1. Une esthétique du divers
p. 115-124
Texte intégral
1La théorie de l'Exotisme, qui est le fil conducteur de l’œuvre de V. Segalen, reflète sa vision du monde : le principe des choses réside dans leur appartenance à un Tout qui est régi par une dynamique de dualité. Le Divers, cette coexistence d'éléments différents, est le réceptacle de la beauté. Les personnages masculins, souvent artistes, éprouvent la nécessité, tout comme leur créateur, de saisir, soit par l'intelligence, soit par l'intuition ou encore par la sensation, leur rapport à l'univers. Et puisque leur relation avec la femme s’inscrit dans l'ordre du monde, conçu comme un système de dualité, ils se situent, en premier lieu, par rapport à la femme, cet être si proche et pourtant si exotique.
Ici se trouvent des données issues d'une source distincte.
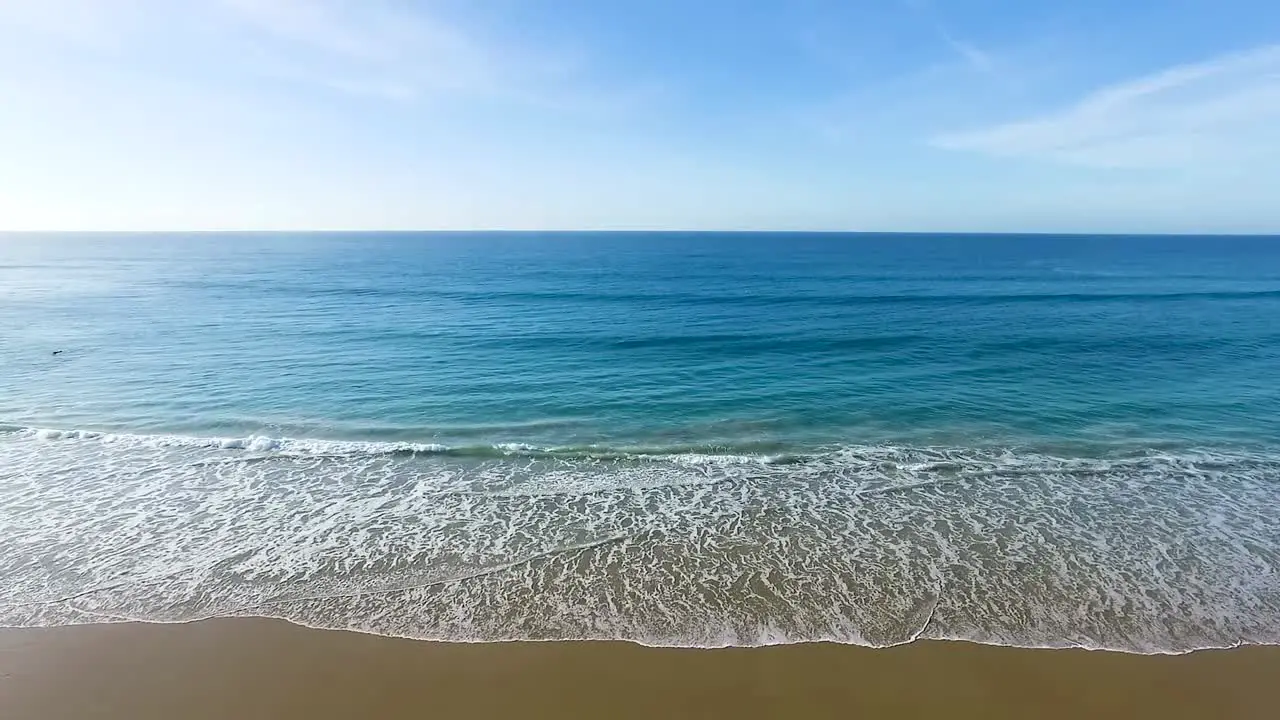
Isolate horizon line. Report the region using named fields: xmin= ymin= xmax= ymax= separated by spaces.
xmin=0 ymin=228 xmax=1280 ymax=237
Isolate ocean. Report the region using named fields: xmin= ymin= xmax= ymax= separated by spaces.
xmin=0 ymin=232 xmax=1280 ymax=652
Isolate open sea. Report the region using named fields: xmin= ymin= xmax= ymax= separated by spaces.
xmin=0 ymin=233 xmax=1280 ymax=652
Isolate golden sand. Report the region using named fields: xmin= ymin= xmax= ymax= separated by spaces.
xmin=0 ymin=619 xmax=1280 ymax=720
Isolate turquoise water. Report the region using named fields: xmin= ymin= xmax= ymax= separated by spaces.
xmin=0 ymin=233 xmax=1280 ymax=652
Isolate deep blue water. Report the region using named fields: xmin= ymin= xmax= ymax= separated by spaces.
xmin=0 ymin=233 xmax=1280 ymax=651
xmin=0 ymin=233 xmax=1280 ymax=447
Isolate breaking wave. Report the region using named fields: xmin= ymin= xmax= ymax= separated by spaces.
xmin=0 ymin=428 xmax=1280 ymax=652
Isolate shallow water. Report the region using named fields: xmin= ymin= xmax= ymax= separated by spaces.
xmin=0 ymin=233 xmax=1280 ymax=652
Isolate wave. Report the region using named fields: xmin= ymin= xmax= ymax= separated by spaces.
xmin=0 ymin=425 xmax=804 ymax=464
xmin=0 ymin=428 xmax=1280 ymax=652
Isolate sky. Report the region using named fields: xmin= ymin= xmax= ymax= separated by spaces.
xmin=0 ymin=0 xmax=1280 ymax=233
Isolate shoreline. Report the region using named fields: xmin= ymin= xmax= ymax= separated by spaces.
xmin=0 ymin=618 xmax=1280 ymax=720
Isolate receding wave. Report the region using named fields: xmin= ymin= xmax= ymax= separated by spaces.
xmin=0 ymin=428 xmax=1280 ymax=652
xmin=0 ymin=425 xmax=795 ymax=462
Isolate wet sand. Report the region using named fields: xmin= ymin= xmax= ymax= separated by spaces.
xmin=0 ymin=619 xmax=1280 ymax=720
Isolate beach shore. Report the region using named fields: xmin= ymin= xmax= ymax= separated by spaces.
xmin=0 ymin=619 xmax=1280 ymax=720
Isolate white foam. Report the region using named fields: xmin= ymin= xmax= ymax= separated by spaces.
xmin=0 ymin=429 xmax=1280 ymax=652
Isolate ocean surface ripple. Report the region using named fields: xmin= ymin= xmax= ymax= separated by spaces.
xmin=0 ymin=233 xmax=1280 ymax=653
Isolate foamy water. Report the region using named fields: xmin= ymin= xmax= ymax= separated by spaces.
xmin=0 ymin=233 xmax=1280 ymax=652
xmin=0 ymin=429 xmax=1280 ymax=652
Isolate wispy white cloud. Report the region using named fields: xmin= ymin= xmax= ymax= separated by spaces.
xmin=902 ymin=0 xmax=996 ymax=73
xmin=0 ymin=0 xmax=588 ymax=105
xmin=931 ymin=45 xmax=1280 ymax=168
xmin=215 ymin=0 xmax=514 ymax=99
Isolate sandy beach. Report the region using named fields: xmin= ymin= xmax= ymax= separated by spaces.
xmin=0 ymin=619 xmax=1280 ymax=720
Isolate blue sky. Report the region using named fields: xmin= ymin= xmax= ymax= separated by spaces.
xmin=0 ymin=0 xmax=1280 ymax=232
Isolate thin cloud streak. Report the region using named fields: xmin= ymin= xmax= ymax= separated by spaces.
xmin=931 ymin=45 xmax=1280 ymax=169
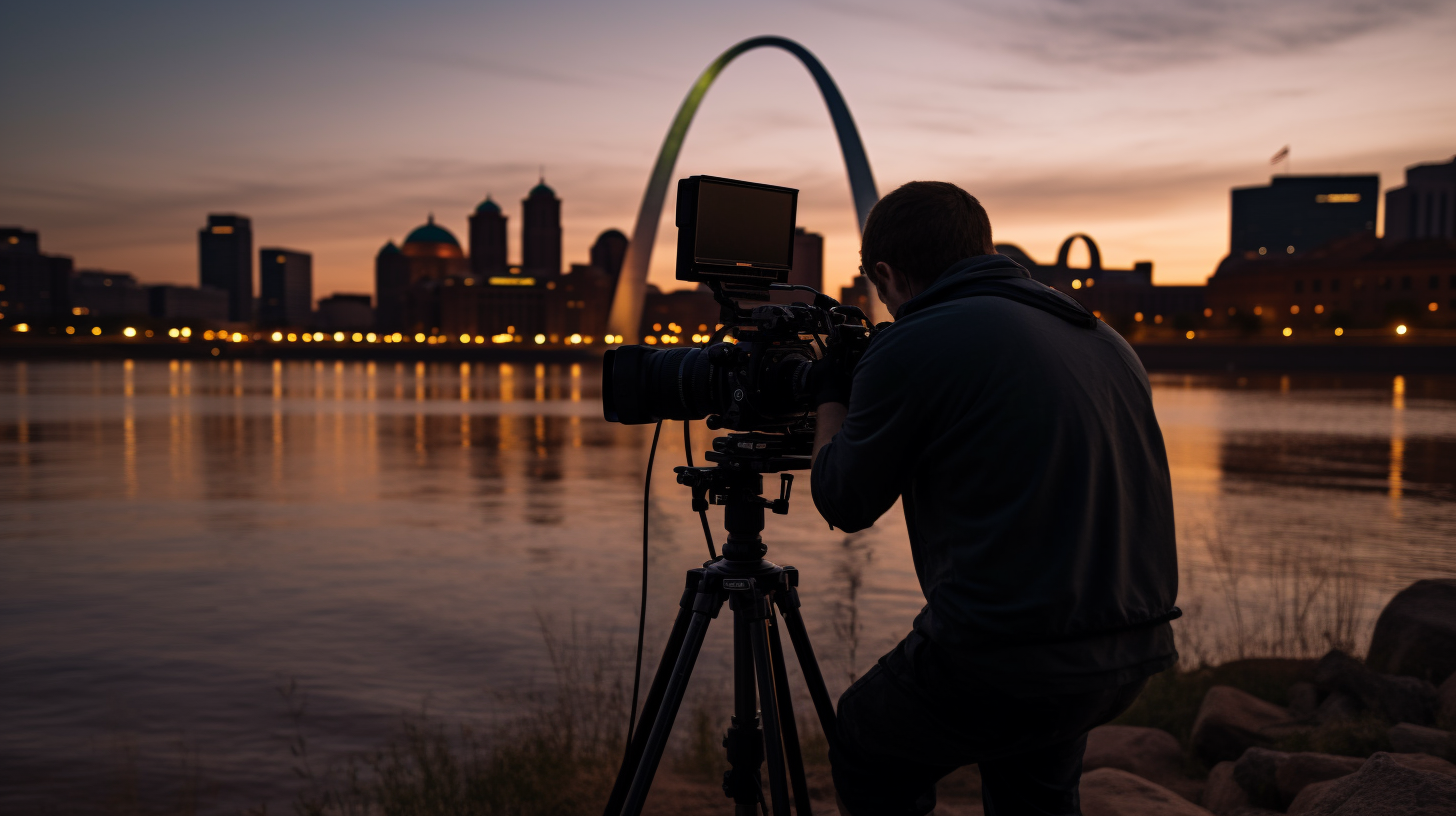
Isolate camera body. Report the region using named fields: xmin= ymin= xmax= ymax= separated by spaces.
xmin=601 ymin=176 xmax=875 ymax=436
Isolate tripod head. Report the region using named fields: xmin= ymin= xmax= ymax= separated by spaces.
xmin=673 ymin=431 xmax=814 ymax=561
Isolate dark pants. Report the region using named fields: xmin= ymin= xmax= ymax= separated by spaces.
xmin=830 ymin=634 xmax=1147 ymax=816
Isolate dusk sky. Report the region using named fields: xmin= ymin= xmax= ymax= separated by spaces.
xmin=0 ymin=0 xmax=1456 ymax=297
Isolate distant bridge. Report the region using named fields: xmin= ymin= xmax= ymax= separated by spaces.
xmin=607 ymin=36 xmax=879 ymax=342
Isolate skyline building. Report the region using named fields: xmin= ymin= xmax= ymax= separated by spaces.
xmin=197 ymin=213 xmax=253 ymax=323
xmin=521 ymin=178 xmax=562 ymax=275
xmin=258 ymin=246 xmax=313 ymax=326
xmin=470 ymin=194 xmax=510 ymax=275
xmin=1385 ymin=157 xmax=1456 ymax=240
xmin=1229 ymin=173 xmax=1380 ymax=259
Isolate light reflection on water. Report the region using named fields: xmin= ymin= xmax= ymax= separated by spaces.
xmin=0 ymin=361 xmax=1456 ymax=807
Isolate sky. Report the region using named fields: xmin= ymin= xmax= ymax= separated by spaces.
xmin=0 ymin=0 xmax=1456 ymax=297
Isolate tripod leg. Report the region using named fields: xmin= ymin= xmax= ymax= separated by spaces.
xmin=603 ymin=570 xmax=703 ymax=816
xmin=773 ymin=586 xmax=839 ymax=748
xmin=769 ymin=608 xmax=814 ymax=816
xmin=620 ymin=587 xmax=724 ymax=816
xmin=751 ymin=599 xmax=789 ymax=816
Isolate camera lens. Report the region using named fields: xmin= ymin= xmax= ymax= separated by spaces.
xmin=601 ymin=345 xmax=722 ymax=425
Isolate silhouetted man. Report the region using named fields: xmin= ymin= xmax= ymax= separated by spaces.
xmin=812 ymin=182 xmax=1178 ymax=816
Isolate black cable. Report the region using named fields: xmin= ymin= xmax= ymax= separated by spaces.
xmin=628 ymin=420 xmax=662 ymax=750
xmin=683 ymin=420 xmax=718 ymax=561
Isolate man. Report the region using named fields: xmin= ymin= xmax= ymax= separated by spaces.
xmin=812 ymin=182 xmax=1178 ymax=816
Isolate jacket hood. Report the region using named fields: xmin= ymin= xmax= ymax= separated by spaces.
xmin=895 ymin=255 xmax=1096 ymax=329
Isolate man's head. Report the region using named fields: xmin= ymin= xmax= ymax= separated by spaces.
xmin=859 ymin=181 xmax=996 ymax=312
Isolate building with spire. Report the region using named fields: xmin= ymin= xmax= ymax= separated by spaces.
xmin=521 ymin=178 xmax=561 ymax=275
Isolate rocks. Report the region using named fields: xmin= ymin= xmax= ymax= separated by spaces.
xmin=1289 ymin=753 xmax=1456 ymax=816
xmin=1315 ymin=649 xmax=1436 ymax=726
xmin=1203 ymin=762 xmax=1251 ymax=816
xmin=1274 ymin=752 xmax=1364 ymax=807
xmin=1386 ymin=723 xmax=1452 ymax=756
xmin=1082 ymin=726 xmax=1203 ymax=801
xmin=1082 ymin=768 xmax=1217 ymax=816
xmin=1191 ymin=686 xmax=1293 ymax=765
xmin=1366 ymin=578 xmax=1456 ymax=683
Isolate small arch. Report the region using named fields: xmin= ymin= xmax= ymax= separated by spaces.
xmin=1057 ymin=232 xmax=1102 ymax=270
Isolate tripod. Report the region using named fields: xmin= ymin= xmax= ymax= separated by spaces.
xmin=604 ymin=433 xmax=834 ymax=816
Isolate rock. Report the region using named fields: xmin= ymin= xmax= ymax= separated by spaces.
xmin=1082 ymin=726 xmax=1203 ymax=801
xmin=1191 ymin=686 xmax=1291 ymax=765
xmin=1386 ymin=723 xmax=1452 ymax=756
xmin=1289 ymin=752 xmax=1456 ymax=816
xmin=1366 ymin=578 xmax=1456 ymax=683
xmin=1315 ymin=691 xmax=1360 ymax=724
xmin=1233 ymin=748 xmax=1289 ymax=807
xmin=1315 ymin=648 xmax=1436 ymax=726
xmin=1274 ymin=752 xmax=1364 ymax=807
xmin=1082 ymin=768 xmax=1217 ymax=816
xmin=1390 ymin=753 xmax=1456 ymax=777
xmin=1203 ymin=762 xmax=1251 ymax=816
xmin=1289 ymin=682 xmax=1319 ymax=720
xmin=1436 ymin=675 xmax=1456 ymax=731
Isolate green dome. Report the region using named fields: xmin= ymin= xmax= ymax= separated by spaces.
xmin=405 ymin=214 xmax=460 ymax=246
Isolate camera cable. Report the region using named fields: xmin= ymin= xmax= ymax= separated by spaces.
xmin=626 ymin=420 xmax=662 ymax=750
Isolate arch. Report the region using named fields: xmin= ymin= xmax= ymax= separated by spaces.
xmin=1057 ymin=232 xmax=1102 ymax=270
xmin=607 ymin=36 xmax=879 ymax=342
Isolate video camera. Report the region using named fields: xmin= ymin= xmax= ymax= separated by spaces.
xmin=601 ymin=176 xmax=875 ymax=437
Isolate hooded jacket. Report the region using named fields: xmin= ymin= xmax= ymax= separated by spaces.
xmin=812 ymin=255 xmax=1178 ymax=694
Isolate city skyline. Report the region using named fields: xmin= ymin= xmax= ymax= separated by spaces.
xmin=0 ymin=3 xmax=1456 ymax=294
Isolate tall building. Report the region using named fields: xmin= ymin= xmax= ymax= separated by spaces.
xmin=521 ymin=179 xmax=561 ymax=275
xmin=197 ymin=214 xmax=253 ymax=323
xmin=591 ymin=229 xmax=628 ymax=286
xmin=470 ymin=195 xmax=508 ymax=277
xmin=0 ymin=227 xmax=71 ymax=321
xmin=1229 ymin=175 xmax=1380 ymax=259
xmin=1385 ymin=157 xmax=1456 ymax=240
xmin=258 ymin=246 xmax=313 ymax=326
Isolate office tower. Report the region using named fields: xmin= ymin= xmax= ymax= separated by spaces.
xmin=470 ymin=195 xmax=507 ymax=278
xmin=1385 ymin=157 xmax=1456 ymax=240
xmin=258 ymin=246 xmax=313 ymax=326
xmin=591 ymin=229 xmax=628 ymax=286
xmin=521 ymin=179 xmax=561 ymax=275
xmin=197 ymin=214 xmax=253 ymax=323
xmin=374 ymin=240 xmax=409 ymax=332
xmin=0 ymin=227 xmax=71 ymax=321
xmin=1229 ymin=175 xmax=1380 ymax=259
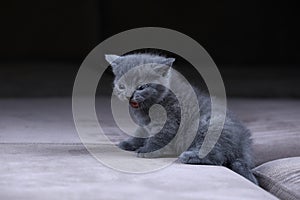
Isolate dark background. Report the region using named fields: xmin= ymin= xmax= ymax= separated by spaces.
xmin=0 ymin=0 xmax=300 ymax=98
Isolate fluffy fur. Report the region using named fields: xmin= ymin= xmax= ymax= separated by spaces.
xmin=106 ymin=54 xmax=257 ymax=184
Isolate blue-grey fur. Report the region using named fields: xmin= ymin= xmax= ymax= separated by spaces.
xmin=106 ymin=54 xmax=257 ymax=184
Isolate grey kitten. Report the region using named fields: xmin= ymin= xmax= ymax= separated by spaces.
xmin=106 ymin=54 xmax=257 ymax=184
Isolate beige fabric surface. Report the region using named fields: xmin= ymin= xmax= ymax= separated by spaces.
xmin=254 ymin=157 xmax=300 ymax=200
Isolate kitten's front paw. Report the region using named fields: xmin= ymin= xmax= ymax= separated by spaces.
xmin=118 ymin=141 xmax=136 ymax=151
xmin=136 ymin=147 xmax=151 ymax=158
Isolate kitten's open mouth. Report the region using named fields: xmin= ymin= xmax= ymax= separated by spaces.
xmin=129 ymin=100 xmax=139 ymax=108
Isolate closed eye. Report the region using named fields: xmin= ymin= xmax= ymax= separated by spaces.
xmin=137 ymin=84 xmax=149 ymax=90
xmin=118 ymin=84 xmax=125 ymax=90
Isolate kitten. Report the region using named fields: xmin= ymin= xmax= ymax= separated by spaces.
xmin=105 ymin=54 xmax=257 ymax=184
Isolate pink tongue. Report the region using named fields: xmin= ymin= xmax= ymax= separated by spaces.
xmin=129 ymin=101 xmax=139 ymax=108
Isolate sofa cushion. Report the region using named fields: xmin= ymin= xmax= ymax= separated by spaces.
xmin=253 ymin=157 xmax=300 ymax=200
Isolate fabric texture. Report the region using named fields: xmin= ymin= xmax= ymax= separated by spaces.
xmin=253 ymin=157 xmax=300 ymax=200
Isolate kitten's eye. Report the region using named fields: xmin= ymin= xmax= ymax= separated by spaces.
xmin=137 ymin=84 xmax=149 ymax=90
xmin=119 ymin=84 xmax=125 ymax=90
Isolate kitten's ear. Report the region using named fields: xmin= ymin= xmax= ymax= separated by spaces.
xmin=105 ymin=54 xmax=120 ymax=65
xmin=161 ymin=58 xmax=175 ymax=67
xmin=153 ymin=58 xmax=175 ymax=77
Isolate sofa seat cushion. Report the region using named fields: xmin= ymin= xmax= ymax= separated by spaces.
xmin=254 ymin=157 xmax=300 ymax=200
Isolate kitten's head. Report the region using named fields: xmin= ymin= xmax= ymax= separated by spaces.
xmin=105 ymin=54 xmax=175 ymax=108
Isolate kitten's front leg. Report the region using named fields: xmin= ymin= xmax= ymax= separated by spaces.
xmin=137 ymin=130 xmax=176 ymax=158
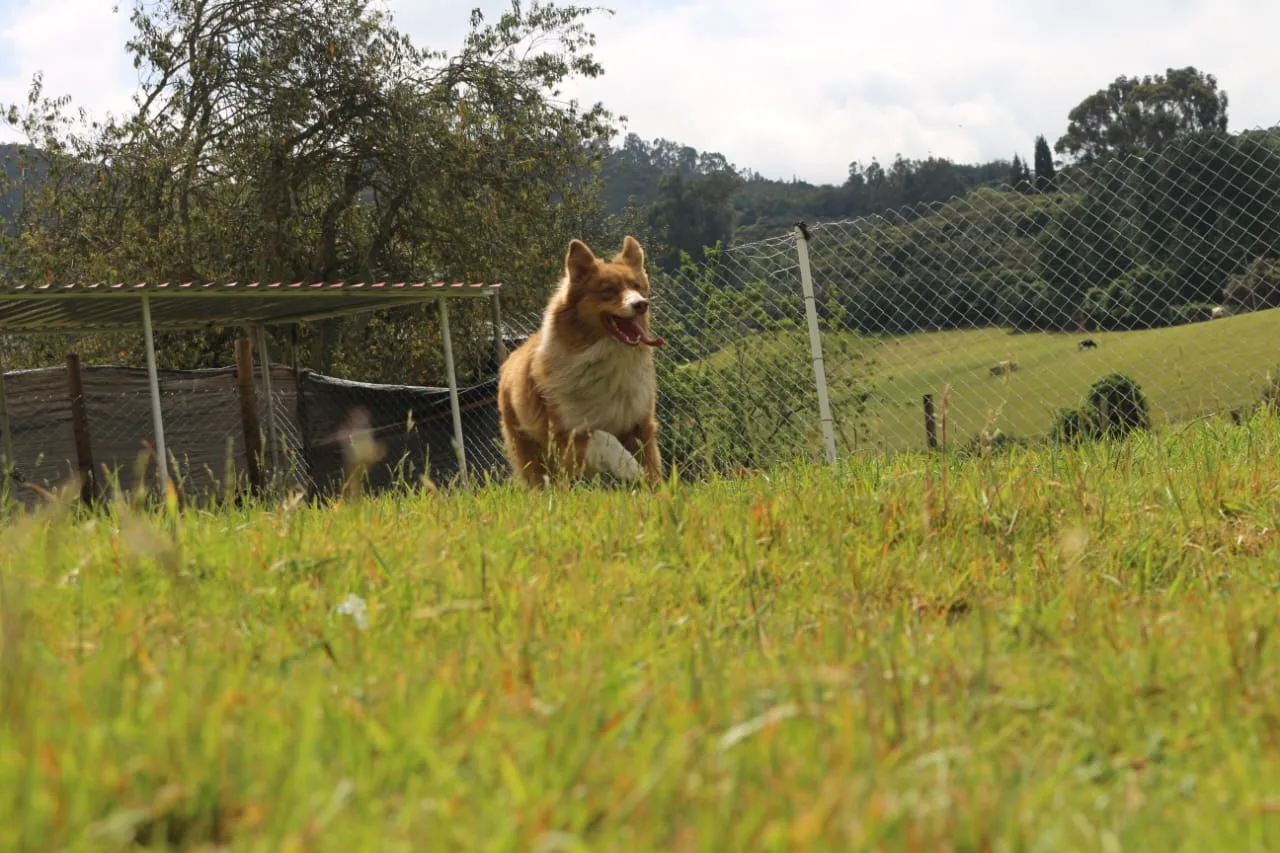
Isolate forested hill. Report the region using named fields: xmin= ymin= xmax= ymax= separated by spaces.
xmin=603 ymin=133 xmax=1025 ymax=245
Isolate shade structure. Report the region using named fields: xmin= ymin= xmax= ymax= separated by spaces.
xmin=0 ymin=282 xmax=502 ymax=493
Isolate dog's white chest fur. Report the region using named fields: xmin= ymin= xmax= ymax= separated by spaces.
xmin=548 ymin=341 xmax=657 ymax=434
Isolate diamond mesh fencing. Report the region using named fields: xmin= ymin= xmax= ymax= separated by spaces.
xmin=0 ymin=125 xmax=1280 ymax=498
xmin=655 ymin=131 xmax=1280 ymax=469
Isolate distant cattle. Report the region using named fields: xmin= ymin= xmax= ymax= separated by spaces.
xmin=987 ymin=360 xmax=1018 ymax=377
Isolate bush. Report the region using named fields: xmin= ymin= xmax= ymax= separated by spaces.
xmin=1085 ymin=373 xmax=1151 ymax=438
xmin=1050 ymin=373 xmax=1151 ymax=444
xmin=1050 ymin=406 xmax=1097 ymax=444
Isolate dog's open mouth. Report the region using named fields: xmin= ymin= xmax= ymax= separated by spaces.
xmin=604 ymin=314 xmax=666 ymax=347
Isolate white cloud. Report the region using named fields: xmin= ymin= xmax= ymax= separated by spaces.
xmin=0 ymin=0 xmax=1280 ymax=181
xmin=0 ymin=0 xmax=138 ymax=131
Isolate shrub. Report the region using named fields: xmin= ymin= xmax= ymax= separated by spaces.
xmin=1085 ymin=373 xmax=1151 ymax=438
xmin=1050 ymin=406 xmax=1097 ymax=444
xmin=1050 ymin=373 xmax=1151 ymax=444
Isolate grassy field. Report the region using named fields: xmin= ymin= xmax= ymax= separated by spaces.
xmin=855 ymin=310 xmax=1280 ymax=450
xmin=708 ymin=303 xmax=1280 ymax=450
xmin=0 ymin=409 xmax=1280 ymax=852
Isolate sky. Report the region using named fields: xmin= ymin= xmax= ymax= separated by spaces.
xmin=0 ymin=0 xmax=1280 ymax=183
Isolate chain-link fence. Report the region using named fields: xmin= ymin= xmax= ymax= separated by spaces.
xmin=6 ymin=131 xmax=1280 ymax=493
xmin=654 ymin=131 xmax=1280 ymax=470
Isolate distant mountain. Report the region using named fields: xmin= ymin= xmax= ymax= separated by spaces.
xmin=602 ymin=133 xmax=1012 ymax=242
xmin=0 ymin=143 xmax=46 ymax=234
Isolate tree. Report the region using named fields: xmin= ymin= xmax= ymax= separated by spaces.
xmin=649 ymin=168 xmax=741 ymax=272
xmin=1009 ymin=154 xmax=1032 ymax=192
xmin=6 ymin=0 xmax=612 ymax=380
xmin=1036 ymin=134 xmax=1055 ymax=192
xmin=1053 ymin=65 xmax=1228 ymax=163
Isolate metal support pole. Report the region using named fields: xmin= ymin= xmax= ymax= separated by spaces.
xmin=253 ymin=324 xmax=280 ymax=485
xmin=0 ymin=345 xmax=18 ymax=480
xmin=489 ymin=291 xmax=507 ymax=368
xmin=142 ymin=296 xmax=169 ymax=489
xmin=440 ymin=297 xmax=467 ymax=483
xmin=796 ymin=222 xmax=836 ymax=462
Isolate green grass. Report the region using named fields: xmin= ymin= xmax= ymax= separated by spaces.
xmin=0 ymin=415 xmax=1280 ymax=850
xmin=707 ymin=309 xmax=1280 ymax=450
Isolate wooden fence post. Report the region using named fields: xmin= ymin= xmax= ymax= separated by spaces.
xmin=924 ymin=394 xmax=938 ymax=451
xmin=236 ymin=336 xmax=262 ymax=493
xmin=67 ymin=352 xmax=97 ymax=507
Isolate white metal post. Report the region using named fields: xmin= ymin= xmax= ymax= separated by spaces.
xmin=0 ymin=345 xmax=18 ymax=479
xmin=142 ymin=295 xmax=169 ymax=489
xmin=440 ymin=297 xmax=467 ymax=483
xmin=489 ymin=291 xmax=507 ymax=368
xmin=796 ymin=224 xmax=836 ymax=462
xmin=253 ymin=324 xmax=280 ymax=483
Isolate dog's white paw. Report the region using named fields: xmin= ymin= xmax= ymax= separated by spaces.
xmin=586 ymin=429 xmax=644 ymax=480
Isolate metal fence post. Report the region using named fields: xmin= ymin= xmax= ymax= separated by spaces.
xmin=0 ymin=345 xmax=18 ymax=480
xmin=796 ymin=222 xmax=836 ymax=462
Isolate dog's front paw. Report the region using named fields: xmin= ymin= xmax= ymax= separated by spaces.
xmin=586 ymin=429 xmax=644 ymax=480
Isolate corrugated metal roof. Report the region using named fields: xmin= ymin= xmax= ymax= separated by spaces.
xmin=0 ymin=282 xmax=502 ymax=334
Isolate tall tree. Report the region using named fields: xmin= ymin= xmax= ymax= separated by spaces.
xmin=1009 ymin=154 xmax=1032 ymax=192
xmin=4 ymin=0 xmax=612 ymax=377
xmin=1053 ymin=65 xmax=1228 ymax=163
xmin=649 ymin=168 xmax=741 ymax=272
xmin=1036 ymin=133 xmax=1053 ymax=192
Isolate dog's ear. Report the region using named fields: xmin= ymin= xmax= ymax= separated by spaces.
xmin=564 ymin=240 xmax=596 ymax=283
xmin=613 ymin=234 xmax=644 ymax=270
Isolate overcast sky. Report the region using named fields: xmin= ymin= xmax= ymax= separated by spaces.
xmin=0 ymin=0 xmax=1280 ymax=182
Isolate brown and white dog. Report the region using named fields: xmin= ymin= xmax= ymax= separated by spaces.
xmin=498 ymin=236 xmax=663 ymax=487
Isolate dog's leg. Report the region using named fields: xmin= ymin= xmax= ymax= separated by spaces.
xmin=621 ymin=423 xmax=662 ymax=483
xmin=498 ymin=396 xmax=547 ymax=488
xmin=582 ymin=429 xmax=644 ymax=480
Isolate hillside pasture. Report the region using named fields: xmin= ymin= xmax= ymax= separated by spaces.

Les personnages féminins sont même primordialement envisagés sous l’angle de l'Exotisme : la femme est un pivot de l'Esthétique du Divers, car c'est entre autres grâce à elle que l'homme apprécie l'altérité et toujours grâce à elle qu'il découvre l'Autre en lui-même. En effet, par le biais de la femme, l'homme acquiert une conscience métaphysique et se pose donc le problème fondamental de l'Homme, de l'Être.
1. Définition générale de l'exotisme
2Très tôt, V. Segalen prend conscience de la notion de différence, et particulièrement, de sa différence. La protection abusive que lui impose sa mère est à l'origine de sa connaissance intuitive des relations d'altérité. Il rend compte de cette découverte dans son Essai sur Soi-même :
j'appris donc, dès le sevrage, de mes parents, que « je n'étais pas comme les autres ». J'en fus convaincu, depuis lors. Ce fut le premier et étrange service que me rendit ma mère : « tu n'es pas comme les autres », « tu ne seras pas comme les autres » fut le mot magique qui défendait, interdisait, promettait aussi des merveilles1.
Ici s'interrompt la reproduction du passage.